# geophagus "red head" tapajos and plants



## jamntoast (Apr 16, 2012)

i've recently picked up some geo. "red head" tapajos which are only about 2" right now and i have them in my planted tank, i've moved some things around to make more open space for them to sift etc. most of the plants i'm not worried about, i've got a couple amazon swords and some valiserna with really deep roots that haven't been moved in a bit. the plants i am worried about are some crypt wenti an lucens. the geos only take little bits of sand at a time, so i thought they might have time to grow their roots and secure themselves, but even with just little nibbles at the sand around them at a time they are already exposing the roots. i love the look that the crypts give the tank but does anyone with experience with red head geos think that i should even bother keeping the crypts? or should i quit while i'm ahead with them?


----------



## CrypticLifeStyle (Jan 16, 2013)

Redheads, and Geo Leucosticta's are the fish i started planted tanks with last December. Mine are adults though, so the sifting, and digging was a bit more extreme. Took a few months of constant replanting, but eventually i won that battle, and have determined a heavy planting of the tank has pretty much been trouble free for me for at least 3 months now. 

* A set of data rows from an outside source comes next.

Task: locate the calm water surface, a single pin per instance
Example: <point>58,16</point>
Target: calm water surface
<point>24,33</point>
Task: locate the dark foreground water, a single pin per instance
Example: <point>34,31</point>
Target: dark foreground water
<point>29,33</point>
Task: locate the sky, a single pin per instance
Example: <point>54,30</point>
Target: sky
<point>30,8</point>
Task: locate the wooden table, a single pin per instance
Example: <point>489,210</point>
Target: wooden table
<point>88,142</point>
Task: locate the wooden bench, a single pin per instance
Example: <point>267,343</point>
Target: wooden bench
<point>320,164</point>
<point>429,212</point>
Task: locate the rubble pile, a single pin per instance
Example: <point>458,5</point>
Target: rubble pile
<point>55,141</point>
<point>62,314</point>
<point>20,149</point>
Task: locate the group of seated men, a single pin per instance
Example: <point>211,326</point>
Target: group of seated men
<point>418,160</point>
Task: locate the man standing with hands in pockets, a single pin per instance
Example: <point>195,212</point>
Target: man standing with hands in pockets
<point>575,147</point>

Whether thats the answer i dont know, but for me it has worked. Dwarf sag though i cant get to grow in the same tank as them, but plants with good roots should work for you. Part of what to look for is where is their favorite sifting area's if any, and what plants are they ones being dug up, and take them out of the tank, and just custom tailor your own situation til it works for you. 

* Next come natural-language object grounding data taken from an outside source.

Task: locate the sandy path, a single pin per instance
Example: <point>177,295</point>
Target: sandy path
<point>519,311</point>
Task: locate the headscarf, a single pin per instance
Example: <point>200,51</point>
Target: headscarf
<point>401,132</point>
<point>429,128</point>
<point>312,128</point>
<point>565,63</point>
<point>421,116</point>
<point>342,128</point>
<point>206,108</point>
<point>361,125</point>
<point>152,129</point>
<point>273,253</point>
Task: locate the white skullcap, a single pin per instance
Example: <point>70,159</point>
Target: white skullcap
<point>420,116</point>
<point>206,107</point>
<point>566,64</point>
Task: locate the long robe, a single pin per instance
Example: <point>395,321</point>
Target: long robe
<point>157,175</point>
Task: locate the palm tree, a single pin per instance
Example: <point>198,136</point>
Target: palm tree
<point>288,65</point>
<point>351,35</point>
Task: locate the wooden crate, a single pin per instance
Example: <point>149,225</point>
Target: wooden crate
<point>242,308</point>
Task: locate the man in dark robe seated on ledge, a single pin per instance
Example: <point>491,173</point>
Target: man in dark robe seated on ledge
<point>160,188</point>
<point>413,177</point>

Plants with cichlids is tough as is, but with earth eaters it definitely takes more patience, and out smarting them.


----------



## jamntoast (Apr 16, 2012)

Good to hear you were able to make it work. One idea I've been toying with is putting stones around the base of the plants so they can't really get in there as easy. What plants did you have in your tank?


----------



## CrypticLifeStyle (Jan 16, 2013)

Personally i try to avoid rocks in Geo tanks as it just takes up real estate within the tank, and they prefer a sandy environment, and dont care much for rocks except to spawn on. As far as plants go basically they are all species of swords, crypts, vals, i have anubias on suction cups attached to the tank glass, stem plants in bunches like ludwigia's, several Bacopa species, ferns hot glues to driftwood. So many more i'm just too noobie to name. There's pics in my profile of what i've gotten away with.


----------



## jamntoast (Apr 16, 2012)

Thanks for the info, this is actually pretty helpful. I think I have a better idea of what I want to do now. I might set up a new tank for my shrimps and might throw the crypts in there and then just use a couple more swords and bigger anubias varieties. Just to keep it easy and have space for them to sift. How deep did your red heads dig? Should I think about either adding more sand to my sand cap or un-dieting it? My sand cap is about 2"


----------